Les leaders furent jugés séparément, les affaires ayant été disjointes pour des raisons d’instruction celle-ci étant plus longue pour les leaders. Les participants hutu furent presque unanimes à désigner les prévenus comme leurs leaders en signalant que c’étaient eux qui, en les incitant à la haine raciale contre les Tutsi, avaient préparé les expéditions dévastatrices. Pendant les opérations c’étaient les mêmes hommes qui leur avaient donné des ordres précis, poussant des cris afin d’activer leur travail d’incendiaires et leur lançant des slogans tels que: « L’avion de reconnaissance des blancs nous survole, c’est pour nous donner le signal, c’est pour nous dire d’aller plus vite, c’est pour nous indiquer la direction à suivre; les soldats des blancs commencent à tirer, c’est pour activer les incendies » (Cdg RU, 13/5/60).

  1. Le 18 novembre 1959 à Muhura, chefferie Buganza-Nord, le sous-chef local donna ordre de procéder à l’arrestation d’une personne sur base des ouï-dires selon lesquels cet étranger, venant de Shangugu, serait arrivé au Buganza-Nord pour y faire de la propagande Aprosoma et ainsi jeter le trouble dans une chefferie restée calme. Quant au chef local, il reconnut qu’il avait donné l’ordre au conseil de chefferie d’arrêter les étrangers se promenant sur les collines.
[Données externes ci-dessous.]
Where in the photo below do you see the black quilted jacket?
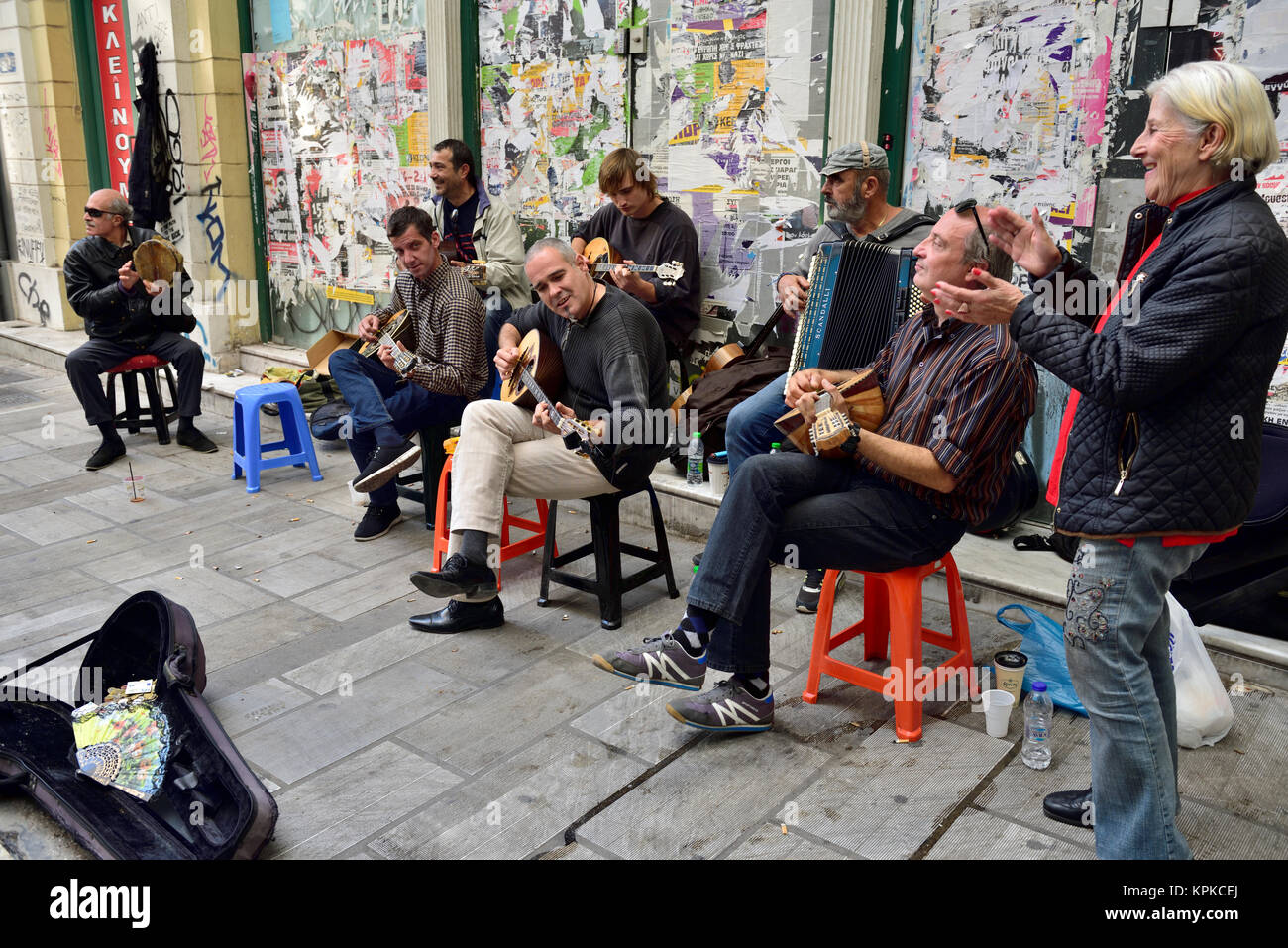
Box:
[1012,181,1288,537]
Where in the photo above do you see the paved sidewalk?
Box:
[0,357,1288,859]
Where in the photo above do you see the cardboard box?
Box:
[304,330,358,374]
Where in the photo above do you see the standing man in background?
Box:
[424,138,532,388]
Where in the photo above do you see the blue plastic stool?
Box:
[233,381,322,493]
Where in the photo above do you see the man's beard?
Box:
[827,194,868,224]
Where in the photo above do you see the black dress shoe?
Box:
[353,439,420,493]
[411,553,496,599]
[85,438,125,471]
[407,596,505,635]
[174,428,219,455]
[1042,787,1096,829]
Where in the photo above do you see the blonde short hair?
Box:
[1145,61,1279,175]
[599,149,657,197]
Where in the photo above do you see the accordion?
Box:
[787,241,923,374]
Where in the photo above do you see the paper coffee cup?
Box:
[980,689,1015,737]
[993,649,1029,704]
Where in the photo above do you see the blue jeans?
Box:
[329,349,469,506]
[690,452,966,673]
[725,374,787,477]
[1064,537,1207,859]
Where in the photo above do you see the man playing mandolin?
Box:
[330,207,486,541]
[572,149,702,358]
[411,239,667,632]
[593,207,1037,732]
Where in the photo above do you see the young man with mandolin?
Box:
[725,142,935,614]
[329,207,486,542]
[572,149,702,358]
[593,209,1037,732]
[411,239,667,632]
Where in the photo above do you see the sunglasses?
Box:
[953,197,988,255]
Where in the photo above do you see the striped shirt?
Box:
[375,257,488,398]
[859,309,1038,524]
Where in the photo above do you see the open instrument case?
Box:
[0,592,277,859]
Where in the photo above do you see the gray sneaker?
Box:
[666,678,774,732]
[592,632,707,691]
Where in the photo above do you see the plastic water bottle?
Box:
[1020,682,1055,771]
[684,432,702,487]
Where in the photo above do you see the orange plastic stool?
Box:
[802,554,979,741]
[434,448,550,588]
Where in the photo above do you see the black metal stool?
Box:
[398,425,452,529]
[537,481,680,629]
[107,355,179,445]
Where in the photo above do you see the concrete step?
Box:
[0,321,1288,689]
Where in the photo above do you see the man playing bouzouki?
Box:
[411,239,667,632]
[593,206,1037,732]
[572,149,702,357]
[329,207,488,541]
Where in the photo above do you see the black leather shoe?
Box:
[407,596,505,635]
[353,439,420,493]
[174,428,219,455]
[411,553,496,599]
[1042,787,1096,829]
[85,438,125,471]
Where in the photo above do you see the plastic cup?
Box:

Suivons les considérations du Conseil de guerre:

En soi et strictement parlant, il s’agit là d’un attentat manifeste à la liberté mais qui, dans le complexe du moment, se comprenait parfaitement. Où gît l’infraction, c’est à partir du moment où cette arrestation donne lieu à des scènes de violences non justifiées contre la personne arrêtée. Lorsque l’on connaît la durée du supplice et que celui-ci s’est passé presque entièrement dans le rugo du sous-chef, une seule conclusion peut en être tirée que le sous-chef consentait à tout le moins s’il n’encourageait pas. Au lieu d’exercer son pouvoir, il démissionnait en faveur des deux représentants attitrés de l’Unar. Ceux-ci procédaient à l’interrogatoire de la victime en la torturant (Cdg RU, 20/5/60

  1. Le 22 novembre 1959 à Rutare une bande s’en prend au magasin du prévenu, réputé Aprosoma. Des amis viennent à son secours et celui-ci, furieux des détériorations subies par son magasin, poursuit l’un des assaillants qu’il blesse mortellement d’un coup de serpette (Cdg Ruanda, 9/5/61).

TERRITOIRE DE KIBUNGU

  1. Le prévenu reconnaît avoir, dans la première quinzaine du mois de novembre 1959, à Kibungu, demandé au détachement de gendarmerie de la Force Publique de ne pas intervenir si des troubles survenaient, que les banyarwanda avaient la même couleur de peau que les soldats, que les Russes allaient venir, que les Belges seraient chassés et que les soldats qui les auraient aidés seraient tués (Cdg RU, 29/4/60).
  2. Le 16 novembre 1959 à la sous-chefferie Kagashi, dans une région à domination tutsi, un groupe d’indigènes pris de boisson, dans l’état d’excitation révolutionnaire, s’en prend à une patrouille de la Force Publique. Il s’agit d’outrages par paroles et gestes à l’égard des forces de l’autorité (Cdg RU, 7/1/60, Président LAMY).
  3. A Nyarabuye, chefferie Buganza-Sud, en novembre 1959, les trois prévenus se rendirent dans un reboisement où la population montait la garde pour se protéger contre les incendiaires dont on craignait l’arrivée. Ils s’adressèrent aux gens en leur demandant s’ils aimaient leur Mwami. Ils leur dirent aussi que les Aprosoma attaquaient et incendiaient les maisons des Tutsi. Ils ajoutèrent enfin qu’il fallait tuer le sous-chef local, rebelle Aprosoma, que tous ceux qui étaient des hommes devaient franchir la ligne tracée sur le sol par l’un d’eux et les suivre dans leur oeuvre de mort. La population réunie passa cette ligne, sauf une dizaine de personnes. L’un des prévenus s’adressa alors à ceux-ci en leur demandant si eux aussi étaient Aprosoma. Ils expliquèrent qu’ils aimaient leur sous-chef et qu’il n’était pas question d’aller l’attaquer sans ordre du chef. Toute la population, en dehors des trois prévenus, refranchit la ligne et refusa d’aller à l’attaque (Cdg RU, 20/5/60).